His agent, Jenny Brown, of Jenny Brown Associates in Edinburgh, added: "We mourn Alasdair Gray’s passing, but his genius will live on for readers through his remarkable work. He was a cultural trailblazer: nobody has done more to spur on, and give confidence to, the next generation of Scottish writers.”

Canongate said: "A renowned polymath, Alasdair Gray was beloved equally for his writing and art. His début, Lanark, which Canongate published in 1981, is widely regarded as being one of the masterpieces of 20th-century fiction. It was followed by more than 30 further books, all of which he designed and illustrated, ranging from novels, short story collections, plays, volumes of poetry, works of non-fiction and translations–most recently, his interpretation of Dante's Divine Trilogy. His public murals are visible across Glasgow, with further examples of his work on display in galleries from the V&A to the Scottish National Gallery of Modern Art."

Many other members of the books trade paid tribute to the author. Writer Ali Smith, writing in the Guardian, said of Gray: "He was an artist in every form. He was a renaissance man. His generosity and brilliance in person–felt by everyone who knew him even a little – were a source of astonishing and liberating warmth."

She said of how his work will live on: "His aesthetic mantra is profoundly communal: Work as if you live in the early days of a better nation. That’s his legacy, written on us all, and as ever with Gray, who was a magnificent talent, a modern-day William Blake, it’ll never be more timely, more necessary, more vital, more crucial and generous a gift, than it is right now and for the future."

Journalist Laura Waddell wrote of his influence on younger writers, in her tribute for Prospect Magazine: "We were fortunate to publish Alasdair a few times in Gutter, a decade-old Glasgow-based literary magazine now run by a co-operative board of editors. When reading the submissions for each issue, it’s hard to overestimate how many young writers are inspired by him, walking in their minds the everyday and surreal depictions of the city he conjured up."

The First Minister of Scotland Nicola Sturgeon tweeted of Canongate's announcement: "Such sad news. Alasdair Gray was one of Scotland’s literary giants, and a decent, principled human being. He’ll be remembered best for the masterpiece that is Lanark, but everything he wrote reflected his brilliance. Today, we mourn the loss of a genius, and think of his family."

Fellow writer A L Kennedy also paid tribute on Twitter. "Just can't say how sad I am that we have lost Alasdair.
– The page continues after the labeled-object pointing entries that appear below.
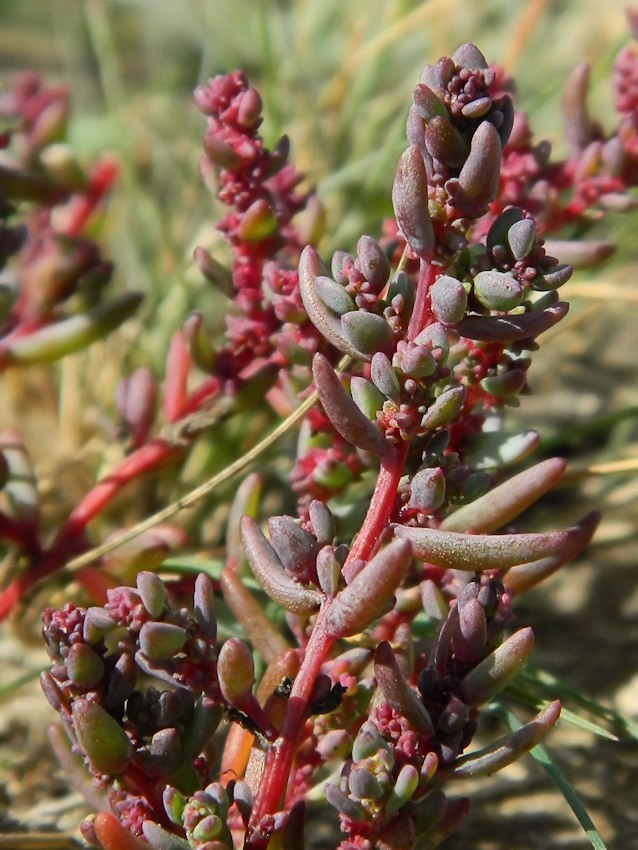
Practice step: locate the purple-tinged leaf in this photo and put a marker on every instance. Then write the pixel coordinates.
(160, 839)
(509, 499)
(449, 299)
(522, 237)
(478, 179)
(428, 104)
(552, 279)
(477, 552)
(203, 605)
(444, 408)
(507, 749)
(521, 578)
(373, 262)
(384, 377)
(578, 124)
(398, 692)
(334, 295)
(235, 670)
(494, 672)
(343, 413)
(106, 745)
(160, 641)
(326, 322)
(445, 143)
(410, 201)
(366, 332)
(469, 56)
(297, 550)
(506, 328)
(498, 290)
(269, 572)
(362, 602)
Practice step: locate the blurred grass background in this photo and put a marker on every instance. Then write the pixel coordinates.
(337, 76)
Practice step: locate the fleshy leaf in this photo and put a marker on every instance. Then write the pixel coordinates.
(509, 499)
(269, 572)
(344, 414)
(363, 601)
(410, 201)
(507, 749)
(475, 552)
(493, 673)
(398, 692)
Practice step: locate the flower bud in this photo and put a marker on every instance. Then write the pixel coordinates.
(322, 521)
(427, 490)
(203, 603)
(434, 336)
(445, 408)
(214, 271)
(328, 571)
(342, 803)
(160, 839)
(449, 299)
(334, 744)
(174, 802)
(159, 641)
(258, 223)
(498, 290)
(236, 670)
(428, 104)
(198, 342)
(103, 740)
(578, 124)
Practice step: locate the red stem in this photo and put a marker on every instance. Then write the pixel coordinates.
(139, 463)
(280, 756)
(421, 312)
(381, 506)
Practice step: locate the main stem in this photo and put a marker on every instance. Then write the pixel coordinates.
(280, 757)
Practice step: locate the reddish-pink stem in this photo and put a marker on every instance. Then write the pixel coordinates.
(421, 312)
(381, 505)
(280, 756)
(139, 463)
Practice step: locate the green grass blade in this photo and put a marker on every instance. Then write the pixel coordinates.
(542, 756)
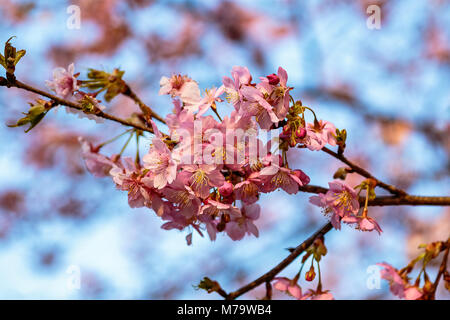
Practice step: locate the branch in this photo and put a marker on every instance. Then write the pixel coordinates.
(17, 84)
(442, 269)
(397, 200)
(365, 173)
(379, 201)
(267, 277)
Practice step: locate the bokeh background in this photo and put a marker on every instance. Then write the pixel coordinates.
(389, 88)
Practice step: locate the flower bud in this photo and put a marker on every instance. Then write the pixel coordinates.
(226, 189)
(302, 176)
(310, 275)
(300, 133)
(273, 79)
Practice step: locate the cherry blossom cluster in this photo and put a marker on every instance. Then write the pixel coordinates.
(400, 281)
(208, 172)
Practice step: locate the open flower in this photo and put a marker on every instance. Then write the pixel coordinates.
(275, 177)
(318, 134)
(397, 284)
(159, 161)
(340, 201)
(239, 226)
(64, 81)
(201, 178)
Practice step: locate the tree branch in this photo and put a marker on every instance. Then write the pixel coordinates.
(365, 173)
(17, 84)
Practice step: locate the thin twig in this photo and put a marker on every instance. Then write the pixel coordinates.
(392, 189)
(17, 84)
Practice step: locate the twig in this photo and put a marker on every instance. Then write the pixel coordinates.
(17, 84)
(283, 264)
(441, 271)
(392, 189)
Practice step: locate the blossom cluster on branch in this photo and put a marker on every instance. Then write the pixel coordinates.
(207, 173)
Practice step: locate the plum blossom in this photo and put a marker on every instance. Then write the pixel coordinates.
(288, 286)
(209, 100)
(239, 226)
(275, 177)
(398, 285)
(340, 201)
(241, 76)
(159, 161)
(318, 295)
(201, 178)
(64, 81)
(129, 178)
(180, 86)
(318, 134)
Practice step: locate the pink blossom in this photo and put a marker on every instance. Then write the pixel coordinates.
(340, 201)
(226, 189)
(216, 208)
(159, 161)
(241, 76)
(275, 177)
(211, 97)
(248, 190)
(369, 224)
(319, 134)
(129, 178)
(239, 226)
(288, 286)
(182, 195)
(64, 81)
(318, 295)
(398, 286)
(256, 105)
(201, 178)
(180, 86)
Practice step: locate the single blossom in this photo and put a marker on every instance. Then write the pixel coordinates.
(340, 201)
(319, 134)
(209, 100)
(397, 284)
(64, 81)
(180, 86)
(159, 161)
(275, 176)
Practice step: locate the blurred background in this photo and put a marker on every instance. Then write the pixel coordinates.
(388, 87)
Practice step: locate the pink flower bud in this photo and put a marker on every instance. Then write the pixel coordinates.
(302, 176)
(273, 79)
(300, 133)
(226, 189)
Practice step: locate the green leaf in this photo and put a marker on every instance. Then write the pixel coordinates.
(2, 61)
(36, 113)
(19, 56)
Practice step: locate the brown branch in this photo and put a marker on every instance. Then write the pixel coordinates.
(442, 270)
(392, 189)
(379, 201)
(70, 104)
(267, 277)
(403, 200)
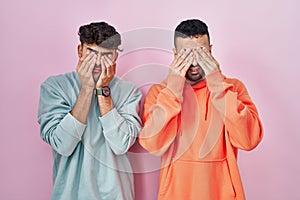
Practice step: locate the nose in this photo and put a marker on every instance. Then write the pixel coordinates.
(98, 60)
(194, 61)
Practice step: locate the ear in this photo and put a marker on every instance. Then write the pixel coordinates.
(174, 51)
(117, 55)
(79, 50)
(210, 48)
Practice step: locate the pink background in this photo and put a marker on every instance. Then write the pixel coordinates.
(255, 41)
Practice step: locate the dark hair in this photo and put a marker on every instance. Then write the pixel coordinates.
(100, 33)
(191, 27)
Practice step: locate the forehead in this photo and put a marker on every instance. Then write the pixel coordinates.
(97, 48)
(192, 42)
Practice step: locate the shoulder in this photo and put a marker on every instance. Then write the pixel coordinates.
(121, 85)
(61, 80)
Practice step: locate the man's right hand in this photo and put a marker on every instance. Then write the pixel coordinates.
(85, 68)
(182, 61)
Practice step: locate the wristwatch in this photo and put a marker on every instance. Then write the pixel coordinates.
(104, 91)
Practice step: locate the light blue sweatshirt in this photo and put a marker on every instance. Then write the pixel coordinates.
(90, 161)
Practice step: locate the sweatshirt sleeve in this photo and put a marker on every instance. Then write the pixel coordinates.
(122, 125)
(239, 113)
(161, 114)
(58, 127)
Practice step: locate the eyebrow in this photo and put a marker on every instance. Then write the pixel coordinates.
(93, 50)
(102, 54)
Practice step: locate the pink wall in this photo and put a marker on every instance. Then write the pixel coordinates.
(256, 41)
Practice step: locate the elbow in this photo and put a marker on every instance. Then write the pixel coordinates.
(63, 148)
(251, 143)
(66, 152)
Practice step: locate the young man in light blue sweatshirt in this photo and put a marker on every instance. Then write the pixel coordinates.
(90, 119)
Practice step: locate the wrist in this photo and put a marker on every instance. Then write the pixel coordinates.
(104, 91)
(87, 88)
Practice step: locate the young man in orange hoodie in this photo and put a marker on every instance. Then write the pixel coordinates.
(196, 120)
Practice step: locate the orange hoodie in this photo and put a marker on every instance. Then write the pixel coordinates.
(197, 131)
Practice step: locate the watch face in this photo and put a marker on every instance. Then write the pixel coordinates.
(106, 91)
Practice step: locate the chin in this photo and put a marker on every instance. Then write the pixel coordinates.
(96, 76)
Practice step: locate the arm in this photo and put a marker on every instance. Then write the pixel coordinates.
(161, 116)
(162, 107)
(233, 103)
(61, 125)
(237, 110)
(121, 126)
(58, 127)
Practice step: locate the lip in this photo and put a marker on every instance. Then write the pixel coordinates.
(194, 70)
(97, 69)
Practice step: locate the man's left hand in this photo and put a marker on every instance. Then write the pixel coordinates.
(206, 60)
(108, 72)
He was a good, good man–a genuine genius, funny, huge hearted and more. Reading him made me the writer I am. Horrible loss. Horrible."

Meanwhile crime writer and Gray's friend Ian Rankin told BBC Scotland that Gray helped to illuminate everyday Scottish Life on an everyday life. Rankin said: "He could take something very personal to him - his background growing up in Glasgow for example - and make it that people around the world wanted to read it.

"He was part of that thing about taking Scotland out of the kailyard, writing sort of misty stories of Highland villages. Suddenly you were writing about things that meant stuff, writing politically, writing about your own experiences.

Rankin added: "His books were beautiful, they were crafted, they were elegant. He had a sense of fun, he was mischievous, he had this huge intellect but he was a 'lad of pairts'–he could do a little bit of everything and he did it all well."

Nick Barley, director of the Edinburgh International Book Festival told the BBC: "Scotland has been blessed with a host of great writers over the past 50 years, but if history remembers only one, it will likely be Alasdair Gray.

"He was a bright star in a luminous constellation of northern lights; a game-changer whose boundlessly innovative, cross-disciplinary thinking paved the way for so many others to succeed."

Earlier this month Gray, then 84, won the inaugural Saltire Society Lifetime Achievement Award for his contribution to Scottish literature. Judges said at the time: "For over 40 years, Alasdair Gray’s plentiful and diverse work has influenced writers and the literary scene worldwide.”